Negli ultimi decenni si è aperta una nuova era legata alla Rete e alle connessioni a tutto campo, fenomeno che ha spinto il management e l’organizzazione a dover colmare quel vuoto portato da questa nuova cultura. I grandi eventi di rottura dei primi 20 anni del nuovo millennio, descritti da Gianfranco Rebora nel suo libro Governare le organizzazioni nel rumore e nel caos (Edizioni ESTE, 2023) possono essere qualificati da tre parole: “Rumore”, “soggettività”, “performance”.

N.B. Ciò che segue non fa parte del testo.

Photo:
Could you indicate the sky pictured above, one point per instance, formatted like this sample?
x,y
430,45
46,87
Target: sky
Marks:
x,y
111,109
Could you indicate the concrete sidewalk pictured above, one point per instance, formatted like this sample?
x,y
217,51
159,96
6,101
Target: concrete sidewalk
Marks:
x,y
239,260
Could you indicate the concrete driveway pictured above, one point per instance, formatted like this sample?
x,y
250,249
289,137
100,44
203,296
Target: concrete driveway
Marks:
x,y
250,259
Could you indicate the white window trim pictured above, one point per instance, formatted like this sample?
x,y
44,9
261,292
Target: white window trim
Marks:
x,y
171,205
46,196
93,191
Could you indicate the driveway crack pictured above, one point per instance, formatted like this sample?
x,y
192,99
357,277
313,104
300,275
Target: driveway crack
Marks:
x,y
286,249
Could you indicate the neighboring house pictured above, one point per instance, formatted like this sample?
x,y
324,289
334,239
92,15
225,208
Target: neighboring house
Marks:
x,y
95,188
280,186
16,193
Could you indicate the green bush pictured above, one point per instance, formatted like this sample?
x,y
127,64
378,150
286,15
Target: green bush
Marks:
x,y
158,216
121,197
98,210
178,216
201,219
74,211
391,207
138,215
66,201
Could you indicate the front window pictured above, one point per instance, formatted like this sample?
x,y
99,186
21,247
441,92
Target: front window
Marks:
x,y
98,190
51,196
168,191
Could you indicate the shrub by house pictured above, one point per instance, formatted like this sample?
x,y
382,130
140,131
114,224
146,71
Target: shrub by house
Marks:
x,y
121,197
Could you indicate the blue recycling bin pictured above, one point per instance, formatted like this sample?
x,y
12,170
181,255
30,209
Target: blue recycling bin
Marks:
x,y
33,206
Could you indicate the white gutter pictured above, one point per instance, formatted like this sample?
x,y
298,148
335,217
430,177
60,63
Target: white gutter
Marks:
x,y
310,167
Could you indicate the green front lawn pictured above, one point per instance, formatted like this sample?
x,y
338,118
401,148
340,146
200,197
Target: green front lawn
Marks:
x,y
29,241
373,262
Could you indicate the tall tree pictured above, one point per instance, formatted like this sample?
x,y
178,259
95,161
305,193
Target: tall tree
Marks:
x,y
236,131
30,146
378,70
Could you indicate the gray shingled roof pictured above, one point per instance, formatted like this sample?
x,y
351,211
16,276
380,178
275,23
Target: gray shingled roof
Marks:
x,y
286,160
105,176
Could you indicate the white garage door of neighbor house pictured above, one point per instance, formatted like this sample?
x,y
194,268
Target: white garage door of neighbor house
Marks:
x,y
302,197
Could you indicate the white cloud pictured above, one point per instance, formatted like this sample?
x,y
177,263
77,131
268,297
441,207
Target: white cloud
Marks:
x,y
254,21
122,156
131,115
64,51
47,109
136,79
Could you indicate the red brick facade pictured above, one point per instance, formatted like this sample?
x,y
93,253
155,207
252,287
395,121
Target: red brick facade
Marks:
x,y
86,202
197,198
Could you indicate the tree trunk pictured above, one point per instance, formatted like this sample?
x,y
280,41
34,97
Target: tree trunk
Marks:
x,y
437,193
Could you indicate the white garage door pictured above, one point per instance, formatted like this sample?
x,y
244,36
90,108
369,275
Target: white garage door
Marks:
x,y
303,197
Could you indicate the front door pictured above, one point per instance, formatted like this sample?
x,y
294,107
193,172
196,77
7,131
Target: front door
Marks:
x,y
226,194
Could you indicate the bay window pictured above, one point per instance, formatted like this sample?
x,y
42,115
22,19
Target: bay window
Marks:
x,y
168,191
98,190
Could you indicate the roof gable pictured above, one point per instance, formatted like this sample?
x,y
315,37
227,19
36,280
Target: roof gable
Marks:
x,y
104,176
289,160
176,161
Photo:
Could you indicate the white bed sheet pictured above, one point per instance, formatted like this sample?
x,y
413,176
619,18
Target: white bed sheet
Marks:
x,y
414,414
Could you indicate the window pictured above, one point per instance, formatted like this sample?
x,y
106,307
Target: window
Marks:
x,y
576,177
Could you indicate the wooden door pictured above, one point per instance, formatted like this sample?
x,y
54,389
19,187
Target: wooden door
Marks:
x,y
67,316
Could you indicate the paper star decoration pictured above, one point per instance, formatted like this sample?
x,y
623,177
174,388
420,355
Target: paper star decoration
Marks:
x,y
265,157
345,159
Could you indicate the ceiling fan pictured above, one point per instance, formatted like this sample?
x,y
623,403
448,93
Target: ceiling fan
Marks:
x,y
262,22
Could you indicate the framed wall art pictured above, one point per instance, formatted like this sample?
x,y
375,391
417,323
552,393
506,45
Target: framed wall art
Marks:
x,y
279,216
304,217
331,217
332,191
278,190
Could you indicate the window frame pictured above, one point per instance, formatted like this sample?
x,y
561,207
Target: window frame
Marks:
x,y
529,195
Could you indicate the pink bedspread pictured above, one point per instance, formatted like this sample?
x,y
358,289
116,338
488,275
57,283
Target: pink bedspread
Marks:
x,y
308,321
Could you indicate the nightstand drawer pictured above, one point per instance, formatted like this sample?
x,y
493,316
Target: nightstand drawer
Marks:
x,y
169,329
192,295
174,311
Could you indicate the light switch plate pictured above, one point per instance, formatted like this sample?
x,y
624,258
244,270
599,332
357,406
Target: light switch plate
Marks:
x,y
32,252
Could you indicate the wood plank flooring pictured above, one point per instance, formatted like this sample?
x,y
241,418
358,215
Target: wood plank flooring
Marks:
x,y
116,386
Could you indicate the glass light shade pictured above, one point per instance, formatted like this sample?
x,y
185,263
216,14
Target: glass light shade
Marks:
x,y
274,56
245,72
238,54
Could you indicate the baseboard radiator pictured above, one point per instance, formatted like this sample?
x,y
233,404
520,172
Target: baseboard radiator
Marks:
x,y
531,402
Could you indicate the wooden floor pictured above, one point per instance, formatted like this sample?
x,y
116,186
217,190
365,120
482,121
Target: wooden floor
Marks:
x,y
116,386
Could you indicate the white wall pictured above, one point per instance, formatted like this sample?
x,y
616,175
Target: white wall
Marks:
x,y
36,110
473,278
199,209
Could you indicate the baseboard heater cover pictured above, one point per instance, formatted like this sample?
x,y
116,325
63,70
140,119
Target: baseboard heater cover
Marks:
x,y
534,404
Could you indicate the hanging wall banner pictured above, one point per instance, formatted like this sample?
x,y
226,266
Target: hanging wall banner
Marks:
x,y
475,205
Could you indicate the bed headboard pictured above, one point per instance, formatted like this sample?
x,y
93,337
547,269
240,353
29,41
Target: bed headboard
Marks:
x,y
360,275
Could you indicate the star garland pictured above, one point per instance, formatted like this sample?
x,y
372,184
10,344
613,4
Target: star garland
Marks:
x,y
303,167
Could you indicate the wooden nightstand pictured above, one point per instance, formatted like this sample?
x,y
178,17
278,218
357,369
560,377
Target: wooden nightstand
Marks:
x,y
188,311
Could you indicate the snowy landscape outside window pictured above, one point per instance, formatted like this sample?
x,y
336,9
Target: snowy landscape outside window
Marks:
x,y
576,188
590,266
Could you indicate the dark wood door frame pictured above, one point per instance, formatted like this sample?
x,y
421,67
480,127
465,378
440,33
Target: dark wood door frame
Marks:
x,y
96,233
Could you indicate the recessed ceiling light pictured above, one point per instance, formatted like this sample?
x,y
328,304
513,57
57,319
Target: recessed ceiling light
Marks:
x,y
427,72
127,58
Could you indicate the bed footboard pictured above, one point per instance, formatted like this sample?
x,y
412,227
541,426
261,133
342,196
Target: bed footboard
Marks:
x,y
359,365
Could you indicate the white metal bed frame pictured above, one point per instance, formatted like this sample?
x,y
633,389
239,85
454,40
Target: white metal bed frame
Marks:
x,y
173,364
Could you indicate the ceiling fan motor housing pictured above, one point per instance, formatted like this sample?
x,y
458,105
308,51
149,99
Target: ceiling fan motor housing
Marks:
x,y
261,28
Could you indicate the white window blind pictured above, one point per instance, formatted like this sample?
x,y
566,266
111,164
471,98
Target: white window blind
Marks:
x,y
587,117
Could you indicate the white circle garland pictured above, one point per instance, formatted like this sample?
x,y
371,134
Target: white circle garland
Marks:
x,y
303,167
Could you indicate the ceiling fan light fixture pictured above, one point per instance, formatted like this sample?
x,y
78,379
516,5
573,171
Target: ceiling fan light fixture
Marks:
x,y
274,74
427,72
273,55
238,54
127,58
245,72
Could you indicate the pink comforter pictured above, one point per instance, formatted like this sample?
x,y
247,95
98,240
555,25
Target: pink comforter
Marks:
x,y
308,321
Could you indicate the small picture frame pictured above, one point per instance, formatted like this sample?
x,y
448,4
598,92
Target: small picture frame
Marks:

Al rumore l’autore – Professore Emerito di Organizzazione e Gestione delle Risorse Umane presso l’università Liuc di Castellanza e Direttore Responsabile di Sviluppo&Organizzazioneassocia la rottura di un ordine silenzioso che lascia spazio al regno della molteplicità e del caos dove lo spazio è riempito da conflitti, diversità da cui emergono eventi del tutto inaspettati: “Il contrasto tra ordine e rumore è una chiave di lettura interessante per le problematiche organizzative attuali e in prospettiva futura”. La soggettività rivela la grande illusione di una società ordinata e senza rumore, la tecnologia è quel fattore che le offre una spinta inarrestabile. Il fenomeno dei social ne riporta una foto nitida e uno spettro quanto mai evidente di quell’emotività debordante, del narcisismo e dell’egoismo.

Infine, il terzo requisito capace di descrivere questo cambiamento epocale lo si ritrova nella performance e nella sua conseguente valutazione. Come suggerisce Rebora, basti pensare a classifiche, rilevazioni, graduatorie: “Questo non è senza conseguenze, genera stress e ansietà – a livello delle organizzazioni e delle persone – e, soprattutto, reattività. Si compete non solo per vendere il prodotto o servizio, ma per posizionarlo nel sistema valutativo”. In questo contesto privo di confini ben delineati le organizzazioni si trovano prive di protezione e anche il lavoro è stravolto da questa dinamica. Quindi il management cerca di darle voce in maniera costruttiva, reinventandosi e trasformandosi in un’arte: ciò significa arricchirne il linguaggio e aprirsi a nuove fonti di ispirazione.

L’arte di organizzare il lavoro 

Fondamentale per far si che quest’arte possa compiersi è la ricerca di una connessione tra individuo e organizzazione. Ciò consiste nella condivisione di un fine comune tenendo ben presente che il nostro mondo poggia su pluralità, diversità, soggettività e che proprio per questa motivazione esiste un ventaglio di possibilità e dunque, una varietà di modelli di organizzazione felici e infelici. “Tutte le organizzazioni hanno innumerevoli modi per essere felici e infelici”, scrive Rebora nel suo libro.

In tema di soggettività e con particolare riferimento all’esplosione dell’utilizzo dei social network, ci si domanda come le organizzazioni possano gestire questa spinta solo in chiave di collaborazione. E inoltre, è corretto ritenere che il lavoratore possa o debba riconoscersi nei valori proposti dall’azienda o dal network? Rebora cita, a tal proposito, l’immagine di Ulisse, l’eroe che sa difendersi dall’aggressività altrui, un uomo che nel mito riconosce la complessità della società in cui vive e che, per muoversi, utilizza anche quelle doti meno nobili, quali l’astuzia, l’inganno, la dissimulazione.

Secondo il Direttore di Sviluppo&Organizzazione, l’era di Ulisse, così è descritto il nostro presente, ci spinge ad accettare “la varietà di esperienze, di modelli, di visioni collegata a una mente multiforme, molteplice, colorata; significa quindi considerare la complessità del reale e il suo carattere plurale, ma anche conflittuale e potenzialmente minacciante”. Dunque, esiste ancora uno spazio felice all’interno delle organizzazioni dove possano convivere l’esperienza del singolo e i “mille rumori” di un “universo interconnesso e caotico”? Il libro di Rebora aiuta a ragionare anche in questa direzione.